Thema: Werkzeuge für Software-QS und -Test

12:05 - 12:50

Haben wir unsere Änderungen eigentlich getestet? Möglichkeiten und Grenzen von Test-Gap Analyse

Dr. Elmar Jürgens, CQSE GmbH

Bei langlebiger Software treten im Feld vor allem in den Bereichen Fehler auf, die im letzten Release verändert oder neu entwickelt wurden. Um diese Fehler vor dem Release zu finden, sollten geänderte und neue Code-Bereiche besonders ausführlich getestet werden. Diese Erkenntnis wurde in der Forschung empirisch vielfach bestätigt und wird in der Praxis längst gelebt: Testmanager beziehen bei der Testplanung die Change-Requests, die seit dem letzen Release durchgeführt wurden, mit ein. Aber wie gut gelingt es Ihnen wirklich, Änderungen auch zu testen?

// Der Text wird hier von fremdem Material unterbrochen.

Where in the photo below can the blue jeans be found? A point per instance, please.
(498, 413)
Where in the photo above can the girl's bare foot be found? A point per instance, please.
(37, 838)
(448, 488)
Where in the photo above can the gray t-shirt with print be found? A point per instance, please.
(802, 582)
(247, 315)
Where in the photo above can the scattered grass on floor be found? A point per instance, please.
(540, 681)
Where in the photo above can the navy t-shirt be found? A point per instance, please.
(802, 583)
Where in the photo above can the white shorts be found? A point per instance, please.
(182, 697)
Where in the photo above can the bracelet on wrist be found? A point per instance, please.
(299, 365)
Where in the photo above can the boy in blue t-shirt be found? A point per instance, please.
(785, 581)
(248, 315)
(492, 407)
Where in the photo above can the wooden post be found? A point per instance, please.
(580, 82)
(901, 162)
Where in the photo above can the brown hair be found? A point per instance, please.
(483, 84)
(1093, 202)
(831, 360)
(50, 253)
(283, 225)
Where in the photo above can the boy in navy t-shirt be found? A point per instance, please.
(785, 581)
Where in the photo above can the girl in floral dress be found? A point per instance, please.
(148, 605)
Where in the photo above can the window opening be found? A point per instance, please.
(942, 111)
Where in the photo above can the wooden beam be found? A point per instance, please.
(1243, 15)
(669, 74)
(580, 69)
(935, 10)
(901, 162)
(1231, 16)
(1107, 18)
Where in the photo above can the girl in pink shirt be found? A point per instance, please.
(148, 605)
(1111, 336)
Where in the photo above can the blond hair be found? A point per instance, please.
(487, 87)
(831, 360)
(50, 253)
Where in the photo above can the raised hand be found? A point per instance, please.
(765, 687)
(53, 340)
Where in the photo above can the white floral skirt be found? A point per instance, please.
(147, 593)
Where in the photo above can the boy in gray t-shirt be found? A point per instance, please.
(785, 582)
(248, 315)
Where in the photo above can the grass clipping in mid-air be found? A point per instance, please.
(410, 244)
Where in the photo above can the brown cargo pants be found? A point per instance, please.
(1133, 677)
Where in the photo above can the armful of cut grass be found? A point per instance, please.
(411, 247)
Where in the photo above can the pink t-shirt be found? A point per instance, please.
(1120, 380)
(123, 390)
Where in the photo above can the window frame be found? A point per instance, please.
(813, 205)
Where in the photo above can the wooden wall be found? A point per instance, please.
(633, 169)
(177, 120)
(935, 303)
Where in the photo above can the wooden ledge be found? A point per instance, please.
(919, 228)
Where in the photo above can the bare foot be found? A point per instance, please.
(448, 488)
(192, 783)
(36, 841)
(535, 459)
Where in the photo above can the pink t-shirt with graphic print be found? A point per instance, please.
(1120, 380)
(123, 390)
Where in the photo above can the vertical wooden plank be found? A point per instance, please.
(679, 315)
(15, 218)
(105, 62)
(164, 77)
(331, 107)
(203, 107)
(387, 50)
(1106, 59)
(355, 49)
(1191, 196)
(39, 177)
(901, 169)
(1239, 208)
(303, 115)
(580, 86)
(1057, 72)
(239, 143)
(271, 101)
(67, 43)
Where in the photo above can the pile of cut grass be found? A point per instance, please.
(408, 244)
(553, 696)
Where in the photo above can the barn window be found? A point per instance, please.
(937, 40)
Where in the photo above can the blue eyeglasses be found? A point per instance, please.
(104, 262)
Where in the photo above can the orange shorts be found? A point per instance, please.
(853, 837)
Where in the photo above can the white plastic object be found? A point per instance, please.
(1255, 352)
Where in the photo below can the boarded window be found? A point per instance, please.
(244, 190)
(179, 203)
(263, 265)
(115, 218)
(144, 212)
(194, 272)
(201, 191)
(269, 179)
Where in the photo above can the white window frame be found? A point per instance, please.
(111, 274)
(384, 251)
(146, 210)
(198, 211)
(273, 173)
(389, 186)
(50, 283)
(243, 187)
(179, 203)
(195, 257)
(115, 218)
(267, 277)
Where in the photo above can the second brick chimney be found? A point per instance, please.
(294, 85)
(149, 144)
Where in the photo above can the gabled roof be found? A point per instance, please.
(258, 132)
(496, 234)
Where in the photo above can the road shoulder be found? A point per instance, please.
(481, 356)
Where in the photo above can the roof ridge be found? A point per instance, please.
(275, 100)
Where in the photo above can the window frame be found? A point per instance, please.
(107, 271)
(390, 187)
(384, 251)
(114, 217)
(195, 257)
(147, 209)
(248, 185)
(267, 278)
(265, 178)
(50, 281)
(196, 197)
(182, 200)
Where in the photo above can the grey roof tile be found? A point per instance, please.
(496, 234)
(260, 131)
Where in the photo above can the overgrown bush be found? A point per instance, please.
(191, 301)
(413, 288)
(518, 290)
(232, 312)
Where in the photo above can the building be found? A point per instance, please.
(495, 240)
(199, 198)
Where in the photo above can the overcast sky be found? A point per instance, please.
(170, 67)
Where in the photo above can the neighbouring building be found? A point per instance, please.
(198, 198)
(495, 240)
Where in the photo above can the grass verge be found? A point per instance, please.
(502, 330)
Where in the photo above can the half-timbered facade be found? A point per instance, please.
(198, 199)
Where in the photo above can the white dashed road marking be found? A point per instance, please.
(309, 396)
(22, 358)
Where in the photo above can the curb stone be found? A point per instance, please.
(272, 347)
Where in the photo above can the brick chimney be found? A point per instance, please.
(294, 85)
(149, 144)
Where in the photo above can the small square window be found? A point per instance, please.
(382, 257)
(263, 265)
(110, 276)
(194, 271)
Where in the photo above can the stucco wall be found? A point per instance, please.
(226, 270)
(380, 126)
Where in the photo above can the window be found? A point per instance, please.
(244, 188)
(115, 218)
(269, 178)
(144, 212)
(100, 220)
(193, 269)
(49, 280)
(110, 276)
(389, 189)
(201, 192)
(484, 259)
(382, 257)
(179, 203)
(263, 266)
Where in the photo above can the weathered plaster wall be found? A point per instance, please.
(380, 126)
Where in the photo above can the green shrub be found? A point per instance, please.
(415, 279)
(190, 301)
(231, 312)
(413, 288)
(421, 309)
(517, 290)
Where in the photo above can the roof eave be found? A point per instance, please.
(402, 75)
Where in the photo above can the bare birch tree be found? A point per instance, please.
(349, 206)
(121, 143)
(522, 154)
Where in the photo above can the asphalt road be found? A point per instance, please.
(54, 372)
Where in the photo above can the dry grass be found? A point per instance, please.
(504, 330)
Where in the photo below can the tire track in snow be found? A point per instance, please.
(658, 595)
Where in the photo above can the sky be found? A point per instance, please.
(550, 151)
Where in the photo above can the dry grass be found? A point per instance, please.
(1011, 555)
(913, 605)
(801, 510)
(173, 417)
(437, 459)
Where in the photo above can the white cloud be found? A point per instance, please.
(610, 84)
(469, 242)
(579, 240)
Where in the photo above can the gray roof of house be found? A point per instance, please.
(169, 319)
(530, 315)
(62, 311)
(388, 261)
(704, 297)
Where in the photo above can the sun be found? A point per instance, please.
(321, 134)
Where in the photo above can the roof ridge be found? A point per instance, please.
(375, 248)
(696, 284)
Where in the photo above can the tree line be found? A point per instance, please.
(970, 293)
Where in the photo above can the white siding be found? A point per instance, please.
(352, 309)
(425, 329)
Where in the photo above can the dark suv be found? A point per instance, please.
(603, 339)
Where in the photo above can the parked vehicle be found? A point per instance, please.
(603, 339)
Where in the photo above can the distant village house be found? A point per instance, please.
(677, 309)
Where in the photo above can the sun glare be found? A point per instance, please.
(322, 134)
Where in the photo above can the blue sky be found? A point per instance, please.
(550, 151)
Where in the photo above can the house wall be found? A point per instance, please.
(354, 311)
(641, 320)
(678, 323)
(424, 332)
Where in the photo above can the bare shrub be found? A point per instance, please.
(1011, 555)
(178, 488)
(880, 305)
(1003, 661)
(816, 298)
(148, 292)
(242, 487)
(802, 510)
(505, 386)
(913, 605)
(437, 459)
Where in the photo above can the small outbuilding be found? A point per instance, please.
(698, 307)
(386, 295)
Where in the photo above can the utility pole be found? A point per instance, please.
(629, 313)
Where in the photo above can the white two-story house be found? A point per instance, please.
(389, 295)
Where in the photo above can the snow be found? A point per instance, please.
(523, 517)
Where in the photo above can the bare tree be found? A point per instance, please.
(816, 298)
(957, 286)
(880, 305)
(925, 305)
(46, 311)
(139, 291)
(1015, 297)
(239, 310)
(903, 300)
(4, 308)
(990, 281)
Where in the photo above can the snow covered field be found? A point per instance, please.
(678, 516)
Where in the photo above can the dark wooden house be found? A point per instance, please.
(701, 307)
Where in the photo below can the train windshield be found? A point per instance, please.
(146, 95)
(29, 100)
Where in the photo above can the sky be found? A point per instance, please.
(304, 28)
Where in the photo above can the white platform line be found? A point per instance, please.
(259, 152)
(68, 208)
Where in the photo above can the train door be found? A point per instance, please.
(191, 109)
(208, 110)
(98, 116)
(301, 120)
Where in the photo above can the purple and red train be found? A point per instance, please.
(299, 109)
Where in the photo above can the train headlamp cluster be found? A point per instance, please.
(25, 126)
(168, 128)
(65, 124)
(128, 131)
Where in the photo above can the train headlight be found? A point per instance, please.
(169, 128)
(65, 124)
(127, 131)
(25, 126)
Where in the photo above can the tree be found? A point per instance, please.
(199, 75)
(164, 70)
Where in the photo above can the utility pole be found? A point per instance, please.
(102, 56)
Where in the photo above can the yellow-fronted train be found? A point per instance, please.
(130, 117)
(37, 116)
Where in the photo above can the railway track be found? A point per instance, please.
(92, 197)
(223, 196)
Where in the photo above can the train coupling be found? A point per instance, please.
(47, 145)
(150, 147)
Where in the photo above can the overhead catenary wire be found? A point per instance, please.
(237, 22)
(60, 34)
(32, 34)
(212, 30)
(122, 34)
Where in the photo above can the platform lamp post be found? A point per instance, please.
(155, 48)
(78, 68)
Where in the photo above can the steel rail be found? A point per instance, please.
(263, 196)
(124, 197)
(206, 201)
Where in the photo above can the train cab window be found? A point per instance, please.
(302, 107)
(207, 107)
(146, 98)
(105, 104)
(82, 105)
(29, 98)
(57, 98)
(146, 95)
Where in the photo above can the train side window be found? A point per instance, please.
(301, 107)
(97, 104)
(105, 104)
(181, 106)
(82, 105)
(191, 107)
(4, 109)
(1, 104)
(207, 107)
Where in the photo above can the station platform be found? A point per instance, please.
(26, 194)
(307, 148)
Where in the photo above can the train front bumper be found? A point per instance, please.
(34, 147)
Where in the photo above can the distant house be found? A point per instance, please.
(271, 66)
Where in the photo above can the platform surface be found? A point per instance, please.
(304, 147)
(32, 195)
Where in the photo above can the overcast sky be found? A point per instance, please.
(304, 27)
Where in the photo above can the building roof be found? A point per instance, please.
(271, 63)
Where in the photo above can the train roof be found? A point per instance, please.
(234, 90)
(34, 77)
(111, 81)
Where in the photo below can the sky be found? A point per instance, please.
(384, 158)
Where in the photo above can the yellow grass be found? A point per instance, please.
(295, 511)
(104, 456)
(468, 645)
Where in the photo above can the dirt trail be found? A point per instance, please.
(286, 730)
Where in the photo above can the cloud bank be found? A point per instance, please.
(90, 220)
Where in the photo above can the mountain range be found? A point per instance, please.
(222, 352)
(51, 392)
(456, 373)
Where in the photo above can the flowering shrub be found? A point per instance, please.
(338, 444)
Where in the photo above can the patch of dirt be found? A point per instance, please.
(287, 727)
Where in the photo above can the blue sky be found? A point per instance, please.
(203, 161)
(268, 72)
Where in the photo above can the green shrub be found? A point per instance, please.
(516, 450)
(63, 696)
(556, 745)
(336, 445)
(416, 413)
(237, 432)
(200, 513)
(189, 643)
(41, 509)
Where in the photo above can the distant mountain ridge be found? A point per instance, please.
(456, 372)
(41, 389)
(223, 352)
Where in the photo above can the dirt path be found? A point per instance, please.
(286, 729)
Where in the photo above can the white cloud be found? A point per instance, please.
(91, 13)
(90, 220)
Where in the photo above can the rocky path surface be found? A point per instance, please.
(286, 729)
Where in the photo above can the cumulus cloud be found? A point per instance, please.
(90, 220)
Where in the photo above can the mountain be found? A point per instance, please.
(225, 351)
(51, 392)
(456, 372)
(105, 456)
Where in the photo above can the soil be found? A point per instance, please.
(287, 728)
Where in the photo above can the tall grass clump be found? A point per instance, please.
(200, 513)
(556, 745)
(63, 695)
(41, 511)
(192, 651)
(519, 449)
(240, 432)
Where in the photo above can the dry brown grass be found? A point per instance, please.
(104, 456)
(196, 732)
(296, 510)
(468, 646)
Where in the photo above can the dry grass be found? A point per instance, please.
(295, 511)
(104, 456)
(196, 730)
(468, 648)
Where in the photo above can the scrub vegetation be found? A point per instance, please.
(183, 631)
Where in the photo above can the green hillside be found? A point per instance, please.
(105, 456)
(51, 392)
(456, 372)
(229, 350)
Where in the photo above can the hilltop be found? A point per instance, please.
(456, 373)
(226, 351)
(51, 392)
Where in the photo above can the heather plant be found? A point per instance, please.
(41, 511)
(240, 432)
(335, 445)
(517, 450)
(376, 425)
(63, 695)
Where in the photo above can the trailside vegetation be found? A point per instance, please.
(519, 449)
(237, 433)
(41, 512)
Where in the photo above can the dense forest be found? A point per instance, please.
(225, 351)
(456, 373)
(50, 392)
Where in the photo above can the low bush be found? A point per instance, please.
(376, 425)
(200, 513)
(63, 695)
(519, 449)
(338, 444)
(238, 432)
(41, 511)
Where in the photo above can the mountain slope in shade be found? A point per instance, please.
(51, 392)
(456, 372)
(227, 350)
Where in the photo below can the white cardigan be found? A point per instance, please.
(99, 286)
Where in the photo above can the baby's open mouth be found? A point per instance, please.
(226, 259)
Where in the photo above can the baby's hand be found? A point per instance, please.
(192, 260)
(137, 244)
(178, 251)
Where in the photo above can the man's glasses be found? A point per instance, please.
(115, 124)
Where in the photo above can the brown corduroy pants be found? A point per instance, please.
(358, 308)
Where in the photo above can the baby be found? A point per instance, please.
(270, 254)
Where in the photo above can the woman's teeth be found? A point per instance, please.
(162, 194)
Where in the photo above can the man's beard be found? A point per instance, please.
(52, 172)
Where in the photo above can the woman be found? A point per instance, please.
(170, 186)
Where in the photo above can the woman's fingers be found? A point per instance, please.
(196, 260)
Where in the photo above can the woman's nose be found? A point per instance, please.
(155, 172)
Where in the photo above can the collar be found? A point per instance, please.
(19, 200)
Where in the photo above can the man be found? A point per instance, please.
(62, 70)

In großen Projekten werden Entwicklung und Test meist von verschiedenen Teams, oft in unterschiedlichen Firmen, Ländern und sogar Zeitzonen durchgeführt. Das erschwert die Kommunikation führt dazu. dass Änderungen im Test übersehen werden. Zudem lassen sich Change-Requests häufig nicht einfach Testfällen zuordnen. Gerade technische Änderungen, wie bspw. die präventive Behebung von Wartungsproblemen oder die Migration auf eine neue Version einer 3rd Party Komponente, stellen hier eine Herausforderung dar.

Unsere empirischen Untersuchungen zeigen, dass dadurch in der Praxis ein signifikanter Anteil an geändertem oder neuem Code ungetestet in Produktion gelangt; dieser Code ist jedoch nachweislich für einen Großteil der Feldfehler  verantwortlich.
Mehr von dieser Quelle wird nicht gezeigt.